要件定義の進め方とおさえておきたいポイント

要件定義は、顧客の要望を吸い上げ、要件定義書として明文化していく作業ですが、スムーズに進めていくためには、いくつかコツがあります。

そこで今回は、要件定義の進め方と、進めていく中でおさえておきたいポイントを紹介します。要件定義の流れを理解しておくと、余計な手間なく、要件定義を進めていけるはずです。ぜひ参考にしてみてください。

要件定義の進め方

要件定義の工程では、大きく分けて下記の1~3の順に進めていきます。

1. 顧客からの依頼内容をヒアリング

ヒアリングシートなどを使用して、顧客との打ち合わせを重ねて行く中でのポイントは、顧客との打ち合わせ後、必ず議事録を作成し、顧客にも提出して認識を合わせておくことです。

ヒアリングのコツ

ヒアリングは、大きい質問から小さい質問をするように意識します。

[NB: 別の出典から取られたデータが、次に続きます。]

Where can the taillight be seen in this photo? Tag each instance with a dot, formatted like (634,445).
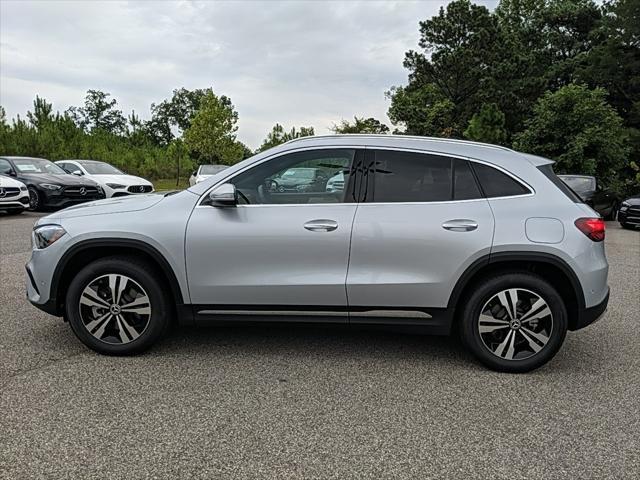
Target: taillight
(592,228)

初めから小さく細かい話(納期や金額)の話をすると、意識をしなくとも顧客に圧力をかけてしまいます。

顧客側に複数の関係者がいる場合は、あらかじめ意見を整理してから、打合せに臨んでもらうように依頼します。関係者全ての意見を吸い上げると、機能が膨大になったり、何の、誰のために作られるWebサイト・サービスかぼやけてしまうためです。

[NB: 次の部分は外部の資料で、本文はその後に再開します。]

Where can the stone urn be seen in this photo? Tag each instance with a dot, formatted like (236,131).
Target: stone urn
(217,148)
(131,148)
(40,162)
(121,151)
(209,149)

2. ヒアリングで得た情報を整理、分析し要件定義書を作成

顧客の要望をすべて叶えても、よいWebサービスやサイトは作れません。本当にシステム化するのが最善策なのか、どの機能が優先的に必要なのか、分析・整理した情報を要件定義書に落としていきます。

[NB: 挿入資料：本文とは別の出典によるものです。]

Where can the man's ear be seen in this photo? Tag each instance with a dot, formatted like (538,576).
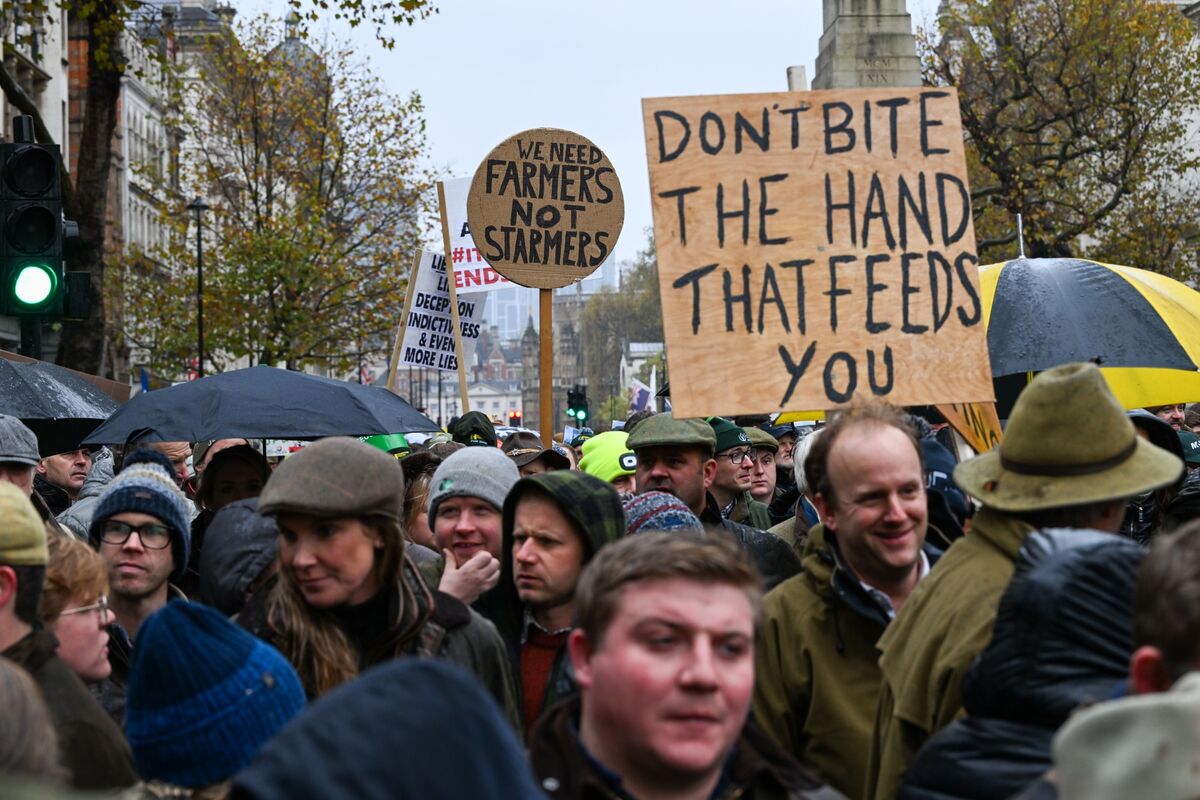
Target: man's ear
(827,511)
(580,650)
(1147,671)
(7,585)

要件定義書は、顧客の要望を具体化したものです。作成者だけの視点ではなく、顧客側から読みやすいか、次の設計・開発工程の担当にも読みやすいかを意識して作成するようにしましょう。

スケジュールは詳細にたてる

ポイントは、スケジュールは詳細に立てることです。納期通りの公開ができるかどうかにも関わってくるので、デザインなどの修正依頼が顧客からあった場合はどこまで、何回まで対応できるかをあらかじめ顧客と同意を取るようにしましょう。納期を守るためにできること、できないことを顧客がイメージできるように伝えるのがおすすめです。

3. 顧客が要件定義書を確認し、同意する。同意できない箇所はヒアリング、修正を繰り返す

2で作成した要件定義書を顧客に見てもらい、認識合わせを行います。認識が違うところは要望を再度確認し、要件定義書を修正して、完成させていきます。最後に、要件定義書の内容に全て同意を得てから、次の設計工程に進みます。

課題管理表を作っておく

顧客との認識を合わせ進めていくなかで、同意をもらえなかった箇所や課題が見つかることもあるでしょう。その時はその問題に対して解決するだけでなく、都度「課題管理表」を準備して課題のリスト化と対応策・期限を管理しておきましょう。

後々作業漏れが発覚することを防いだり、顧客の認識がズレた場合も課題管理表を提示することによって、揉めるのを防ぐことができます。

まとめ

顧客の要望を明文化し、要件定義書を作成するのが要件定義の工程ですが、ただ単に書類を作成するだけでなく、プロジェクトを円滑に進めていく土台作りも、要件定義で行っていきます。初めはやることが多く、混乱するかもしれませんが、こつこつと積み上げていけば、要件定義工程は完了します。焦らずじっくりと行いましょう。